Oh, Tibet! Klöster, Mönche, Besinnung, Einkehr! Die höchsten Berge der Welt und die friedfertigste Religion! Farben, Farben! Und ein hartes, karges Leben, während im Gebirgswind die Mandalas verwehen. Da kommt, in seiner Vorstellungswelt, der spirituell verödete Westeuropäer wieder zu sich selbst. Was man von den Tibetern selbst so leider nicht sagen kann. Denn Tibet ist besetztes Land, nun schon seit einem halben Jahrhundert, und mehr als hunderttausend seiner 2 _ Millionen Einwohner sind vor dem chinesische Regime ins Exil geflohen. Wer blieb, hat einerseits all das über sich ergehen lassen müssen, was auch in China vor sich gegangen ist: die "Vier Säuberungen" der fünfziger Jahre und wiederkehrende Kampagnen gegen sogenannte ideologische Abweichungen, Kollektivierung, Industrialisierung, die Kulturrevolution, die Modernisierung und zuletzt die Politik der rücksichtslosen persönlichen Bereicherung unter der Schirmherrschaft der Staats- und Einheitspartei.

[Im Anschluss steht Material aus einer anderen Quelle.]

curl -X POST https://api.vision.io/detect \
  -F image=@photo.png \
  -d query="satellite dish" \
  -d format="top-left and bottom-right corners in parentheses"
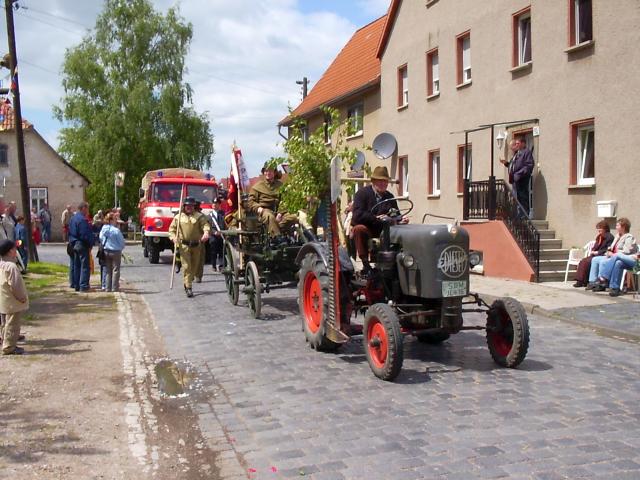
top-left (373, 133), bottom-right (398, 160)
top-left (351, 150), bottom-right (365, 172)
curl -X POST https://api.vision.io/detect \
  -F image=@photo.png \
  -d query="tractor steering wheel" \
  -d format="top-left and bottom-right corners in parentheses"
top-left (371, 197), bottom-right (413, 219)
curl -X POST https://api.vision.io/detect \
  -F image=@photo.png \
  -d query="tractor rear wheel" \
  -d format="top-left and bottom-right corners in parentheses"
top-left (363, 303), bottom-right (404, 381)
top-left (416, 332), bottom-right (450, 345)
top-left (222, 242), bottom-right (240, 305)
top-left (244, 262), bottom-right (262, 318)
top-left (487, 297), bottom-right (529, 368)
top-left (298, 253), bottom-right (340, 351)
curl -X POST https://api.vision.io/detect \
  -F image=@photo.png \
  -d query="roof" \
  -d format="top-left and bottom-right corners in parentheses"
top-left (0, 98), bottom-right (33, 132)
top-left (376, 0), bottom-right (402, 60)
top-left (280, 15), bottom-right (387, 125)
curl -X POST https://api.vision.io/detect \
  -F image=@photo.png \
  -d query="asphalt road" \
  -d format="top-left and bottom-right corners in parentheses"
top-left (40, 246), bottom-right (640, 480)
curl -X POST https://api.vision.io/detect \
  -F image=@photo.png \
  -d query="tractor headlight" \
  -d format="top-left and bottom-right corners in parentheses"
top-left (402, 254), bottom-right (416, 268)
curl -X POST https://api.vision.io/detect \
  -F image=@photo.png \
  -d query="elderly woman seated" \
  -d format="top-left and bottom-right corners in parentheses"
top-left (587, 217), bottom-right (638, 297)
top-left (573, 220), bottom-right (613, 288)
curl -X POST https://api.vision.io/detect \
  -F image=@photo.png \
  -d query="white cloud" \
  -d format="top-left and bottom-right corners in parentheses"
top-left (0, 0), bottom-right (356, 182)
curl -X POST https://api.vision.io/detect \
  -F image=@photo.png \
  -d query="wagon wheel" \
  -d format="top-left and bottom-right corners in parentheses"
top-left (244, 262), bottom-right (262, 318)
top-left (364, 303), bottom-right (404, 380)
top-left (487, 297), bottom-right (529, 368)
top-left (222, 242), bottom-right (240, 305)
top-left (298, 253), bottom-right (340, 351)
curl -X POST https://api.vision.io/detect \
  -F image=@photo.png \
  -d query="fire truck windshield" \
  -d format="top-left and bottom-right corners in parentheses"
top-left (151, 183), bottom-right (217, 203)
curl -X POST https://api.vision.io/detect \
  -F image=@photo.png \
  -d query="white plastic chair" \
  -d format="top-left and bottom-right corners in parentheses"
top-left (564, 240), bottom-right (596, 283)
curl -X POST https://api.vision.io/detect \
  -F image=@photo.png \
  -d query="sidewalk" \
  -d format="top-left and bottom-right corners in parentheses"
top-left (471, 275), bottom-right (640, 342)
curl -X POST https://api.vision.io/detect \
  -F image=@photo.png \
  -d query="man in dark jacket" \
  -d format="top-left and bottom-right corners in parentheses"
top-left (500, 137), bottom-right (533, 215)
top-left (69, 202), bottom-right (94, 292)
top-left (351, 167), bottom-right (407, 273)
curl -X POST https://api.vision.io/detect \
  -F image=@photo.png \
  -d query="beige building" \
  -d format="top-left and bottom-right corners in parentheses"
top-left (0, 107), bottom-right (90, 240)
top-left (280, 16), bottom-right (386, 182)
top-left (378, 0), bottom-right (640, 280)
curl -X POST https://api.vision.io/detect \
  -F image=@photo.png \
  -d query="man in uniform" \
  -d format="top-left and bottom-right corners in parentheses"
top-left (249, 163), bottom-right (298, 237)
top-left (169, 197), bottom-right (211, 298)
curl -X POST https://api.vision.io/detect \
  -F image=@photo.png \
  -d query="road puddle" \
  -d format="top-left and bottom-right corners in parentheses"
top-left (154, 360), bottom-right (195, 397)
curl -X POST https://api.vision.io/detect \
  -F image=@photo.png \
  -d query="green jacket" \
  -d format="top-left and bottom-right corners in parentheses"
top-left (249, 179), bottom-right (282, 212)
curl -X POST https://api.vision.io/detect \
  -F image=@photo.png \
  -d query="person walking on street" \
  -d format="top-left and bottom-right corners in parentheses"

Dies alles in Tibet allerdings unter der zusätzlichen, ja vorrangigen Bedingung der Vernichtung der eigenen Kultur, der physischen Bedrohung des eigenen Lebens. Davon erzählen die Geschichten des von Alice Grünfelder herausgegebenen Bandes An den Lederriemen geknotete Seele. Erzähler aus Tibet. Viel mehr noch aber weisen diese Erzählungen selbst alle Spuren der kulturellen Enteignung auf, die nun schon seit zwei Generationen das Leben auf dem "Dach der Welt" bestimmt.

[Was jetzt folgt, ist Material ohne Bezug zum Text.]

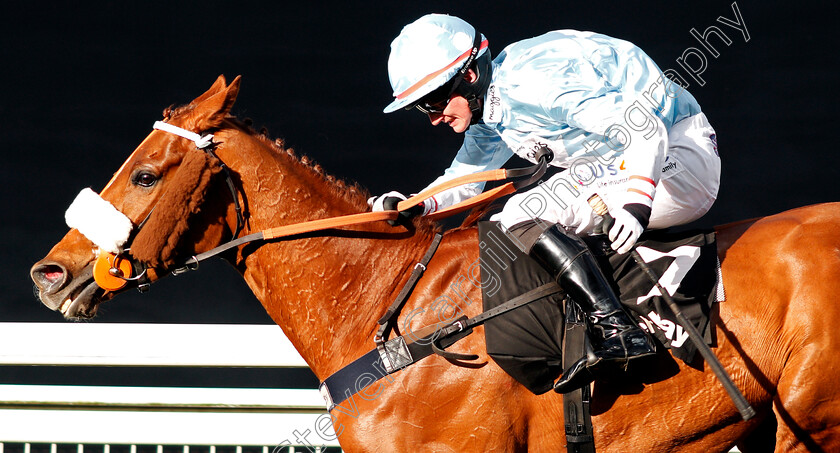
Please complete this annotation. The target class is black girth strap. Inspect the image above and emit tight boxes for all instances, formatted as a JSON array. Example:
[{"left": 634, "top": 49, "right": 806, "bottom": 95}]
[{"left": 320, "top": 281, "right": 562, "bottom": 410}]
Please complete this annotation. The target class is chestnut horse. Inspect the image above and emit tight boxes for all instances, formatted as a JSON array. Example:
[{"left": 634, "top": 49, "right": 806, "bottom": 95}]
[{"left": 32, "top": 76, "right": 840, "bottom": 453}]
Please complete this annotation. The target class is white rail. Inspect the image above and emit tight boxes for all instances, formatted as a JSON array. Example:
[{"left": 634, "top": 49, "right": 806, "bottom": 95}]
[{"left": 0, "top": 323, "right": 338, "bottom": 453}]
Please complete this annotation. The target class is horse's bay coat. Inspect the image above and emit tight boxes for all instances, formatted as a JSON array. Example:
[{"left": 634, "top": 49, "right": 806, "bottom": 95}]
[{"left": 32, "top": 77, "right": 840, "bottom": 453}]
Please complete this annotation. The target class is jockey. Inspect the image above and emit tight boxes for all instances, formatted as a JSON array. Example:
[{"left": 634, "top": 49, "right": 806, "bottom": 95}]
[{"left": 369, "top": 14, "right": 720, "bottom": 393}]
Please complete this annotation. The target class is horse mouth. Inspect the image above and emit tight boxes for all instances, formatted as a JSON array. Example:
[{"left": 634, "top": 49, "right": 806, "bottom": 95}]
[{"left": 58, "top": 279, "right": 105, "bottom": 320}]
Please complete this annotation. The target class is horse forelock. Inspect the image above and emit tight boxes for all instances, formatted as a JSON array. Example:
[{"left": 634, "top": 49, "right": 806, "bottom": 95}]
[{"left": 131, "top": 149, "right": 221, "bottom": 268}]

Um mit einer scheinbaren Äußerlichkeit zu beginnen: Die Erzähler Tashi Dawa, Alai und Sebo, alle drei Ende der fünfziger Jahre geboren, haben ihre Geschichten nicht auf Tibetisch verfasst, sondern auf Chinesisch. Das hat zum einen seinen Grund darin, dass sie nur so überhaupt publiziert werden konnten - denn natürlich liegt es zunächst in der Logik der Besatzungspolitik, dass tibetische Schrift und Sprache an den Schulen nicht mehr gelehrt werden und Druckerzeugnisse ausschließlich auf Chinesisch in den Handel kommen. Die weitere Folge dieser Politik ist daher fast unvermeidlich: nur einer der drei Autoren könnte überhaupt noch auf Tibetisch schreiben, die anderen müssen sich die Sprache ihrer Vorfahren erst mehr oder weniger mühselig wieder aneignen. Dass sie dennoch Tibet als Sujet gewählt haben, darf, wie dann erst recht die Veröffentlichung in chinesischen Literaturzeitschriften, schon als kleine Sensation gelten. Und dies um so mehr, als die tibetische Literatur bis zur "Befreiung" im Jahr 1950 fast ausschließlich sakralen Charakters war und es also weder im Hinblick auf die Themen und Gegenstände des Erzählens, noch im Hinblick auf die literarische Sprache für moderne Erzähler direkte Anknüpfungspunkte an eine Tradition gab. Denn diese sieben Geschichten handeln, so sehr sie auch immer wieder ins Phantastische entweichen, grundsätzlich erst einmal vom Alltag.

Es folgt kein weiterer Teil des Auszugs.